Shaw owns Freedom Mobile (to whom I refer as “Troublesome Mobile” given the absolute gong show I had transferring a number to them from Virgin, a number I actually had to abandon), and they are the only reason I only quite recently got a cell phone in Canada. Before 2019 I found it more convenient and cheaper to have a phone with an American provider and “roam” in Canada. I combined that with Sugar Mobile to have a Canadian phone number. It wasn’t exactly a great system, but having lived in Third World countries in the past I am used to “making a plan” to work around the inefficiencies of Third World governments and thinking. Welcome to Canada.

Ironically, Air Canada just cancelled their planned purchase of Air Transat. The reason? The European Commission wanted concessions from the newly enlarged airline, while the Canadian government had given the green light to the merger. Thank the gods for the EC, saving Canadians from ourselves.

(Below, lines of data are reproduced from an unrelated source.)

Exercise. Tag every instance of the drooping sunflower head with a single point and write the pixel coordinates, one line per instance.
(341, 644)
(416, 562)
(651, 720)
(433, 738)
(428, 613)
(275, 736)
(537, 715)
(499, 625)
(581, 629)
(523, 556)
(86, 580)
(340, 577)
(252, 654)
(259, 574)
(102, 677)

There has been talk that the federal government could insist that Freedom Mobile and perhaps Shaw’s fledgling cell phone service, Shaw Mobile, be excluded from the deal, to do something to encourage the nascent development of competition in our mobile industry, but such a suggestion assumes that the Canadian federal government has the cojones to do so. (But speaking of Shaw Mobile, it looks to me a lot like Sugar Mobile, the company against which Rogers successfully waged a legal challenge to shut them down in 2017! That hypocrisy is a story for another day though.) While I would support the federal government doing something like that, it won’t be enough for other opponents of the deal, such as OpenMedia.

I can assure Brad Shaw and Edward Rogers though that, regardless of the action or lack thereof from the Canadian government, if the purchase and merger go ahead, the new company will lose a long-time customer of Internet connectivity, cable TV, and now cell/mobile service. The cell service will go back to the United States; Internet will probably go to one of the resellers (possibly even of Rogers, but we don’t have much choice), and if I can get my shit together we’ll “cut the cable” completely.


Updated, 2021-04-07: Add link to Troublesome Mobile.